Wie der Name bereits verrät, sind die Betroffenen süchtig danach, Dinge zu kaufen. Die Sucht ist auch hier ganz unterschiedlich ausgeprägt: Die einen sind süchtig nach dem Kauf ganz bestimmter Dinge, wie beispielsweise Handtaschen, die anderen befriedigen sich alleine damit, irgendetwas zu kaufen, sei es ein Buch, ein teures Kleidungsstück oder ein neuer Teppich für die Wohnung. Auch diese Sucht gleicht einem Zwang, dem inneren Zwang, kaufen zu müssen, komme, was wolle.
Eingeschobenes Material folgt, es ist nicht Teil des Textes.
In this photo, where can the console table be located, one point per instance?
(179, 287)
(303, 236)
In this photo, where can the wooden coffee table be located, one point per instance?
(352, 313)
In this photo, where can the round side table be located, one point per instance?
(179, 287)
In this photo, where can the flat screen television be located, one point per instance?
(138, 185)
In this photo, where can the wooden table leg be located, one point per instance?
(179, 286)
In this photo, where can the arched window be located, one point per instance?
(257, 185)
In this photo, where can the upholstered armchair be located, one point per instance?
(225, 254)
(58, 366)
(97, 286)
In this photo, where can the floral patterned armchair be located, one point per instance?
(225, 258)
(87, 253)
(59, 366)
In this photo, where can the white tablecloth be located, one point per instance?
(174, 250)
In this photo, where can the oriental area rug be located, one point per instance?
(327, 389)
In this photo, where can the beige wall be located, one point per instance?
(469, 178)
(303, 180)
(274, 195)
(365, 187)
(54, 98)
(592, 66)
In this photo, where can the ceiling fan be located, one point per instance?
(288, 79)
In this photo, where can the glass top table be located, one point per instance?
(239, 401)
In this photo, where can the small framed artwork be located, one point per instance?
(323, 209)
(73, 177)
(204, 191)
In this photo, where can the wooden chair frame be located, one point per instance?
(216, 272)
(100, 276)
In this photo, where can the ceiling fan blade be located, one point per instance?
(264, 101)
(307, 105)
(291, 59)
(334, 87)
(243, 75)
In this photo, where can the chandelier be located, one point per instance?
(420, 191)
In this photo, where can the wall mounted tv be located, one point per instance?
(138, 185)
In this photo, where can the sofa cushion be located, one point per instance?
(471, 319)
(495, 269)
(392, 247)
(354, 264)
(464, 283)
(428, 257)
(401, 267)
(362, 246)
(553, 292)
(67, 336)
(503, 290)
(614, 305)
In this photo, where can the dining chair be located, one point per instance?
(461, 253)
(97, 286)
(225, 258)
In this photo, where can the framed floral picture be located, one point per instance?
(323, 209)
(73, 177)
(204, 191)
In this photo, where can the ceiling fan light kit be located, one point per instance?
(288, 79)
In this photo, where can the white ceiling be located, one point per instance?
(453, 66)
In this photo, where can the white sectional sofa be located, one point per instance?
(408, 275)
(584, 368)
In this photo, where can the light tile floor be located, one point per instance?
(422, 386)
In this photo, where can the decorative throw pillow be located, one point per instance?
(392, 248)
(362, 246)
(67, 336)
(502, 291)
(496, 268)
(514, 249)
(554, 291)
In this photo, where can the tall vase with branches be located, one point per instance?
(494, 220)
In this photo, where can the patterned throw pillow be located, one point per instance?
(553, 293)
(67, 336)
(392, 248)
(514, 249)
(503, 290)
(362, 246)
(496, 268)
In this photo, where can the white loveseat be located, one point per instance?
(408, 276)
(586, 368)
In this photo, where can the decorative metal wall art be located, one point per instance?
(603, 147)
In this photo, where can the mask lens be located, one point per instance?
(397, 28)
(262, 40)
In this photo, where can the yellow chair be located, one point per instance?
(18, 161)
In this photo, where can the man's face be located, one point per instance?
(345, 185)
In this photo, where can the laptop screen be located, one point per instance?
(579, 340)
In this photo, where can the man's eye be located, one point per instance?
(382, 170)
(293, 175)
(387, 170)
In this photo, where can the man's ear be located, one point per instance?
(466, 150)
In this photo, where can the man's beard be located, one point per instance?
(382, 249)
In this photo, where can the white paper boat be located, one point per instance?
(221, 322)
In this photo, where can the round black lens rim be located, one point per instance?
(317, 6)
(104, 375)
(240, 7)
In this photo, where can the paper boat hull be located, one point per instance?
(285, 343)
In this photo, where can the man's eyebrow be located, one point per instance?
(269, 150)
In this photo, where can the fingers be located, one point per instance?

Dabei verlieren die Betroffenen in den meisten Fällen die Kontrolle über sich und kaufen meist so hochfrequentiert und in derlei Mengen, dass finanzielle Probleme als dauerhafte Folgeerscheinung keine Seltenheit sind.

Wird dem Drang nicht nachgegangen, kann es beim Kaufzwang durchaus zu körperlichen Symptomen, wie Schweißausbrüchen und Zittern, sowie innerer Unruhe und im Extremfall sogar zu langfristigen Depressionen kommen. Die Schuldgefühle der Betroffenen, sich selbst nicht im Griff zu haben und die scheinbare Unmöglichkeit zur Änderung des Verhaltens, verstärken die Problematik.

Während in Deutschland wohl noch nicht ganz so viele Menschen unter dem Kaufzwang leiden, sind es in den USA ganze 6 Prozent der Frauen und 5,5 Prozent der Männer, die dauerhaft Symptome einer zwanghaften Kaufstörung zeigen. Senior Autor Lorrin Koran, MD, Emeritus für Psychiatrie und Verhaltensforschungen an der Stanford University School of Medicine sagt, dass viele Erwachsene sich ihrer Schuldenmisere einfach ergeben. "Die Ausweitung, zu der zwanghafter Kauf eine Rolle bei diesen Menschen spielt, verdient eine Untersuchung."

Auch wenn der Kaufzwang also noch weiter erforscht werden muss, um mögliche Ursachen und vernünftige Therapieformen entwickeln zu können, gibt es schon einige psychotherapeutische Ansätze, die Betroffenen weiterhelfen können. Oft liegen die Ursachen in frustrierenden Arbeitsbedingungen, schwierigen Beziehungen oder Konflikte mit der Familie, bei denen professionelle Hilfe häufig erfolgreicher ist, als der Versuch einer Eigentherapie.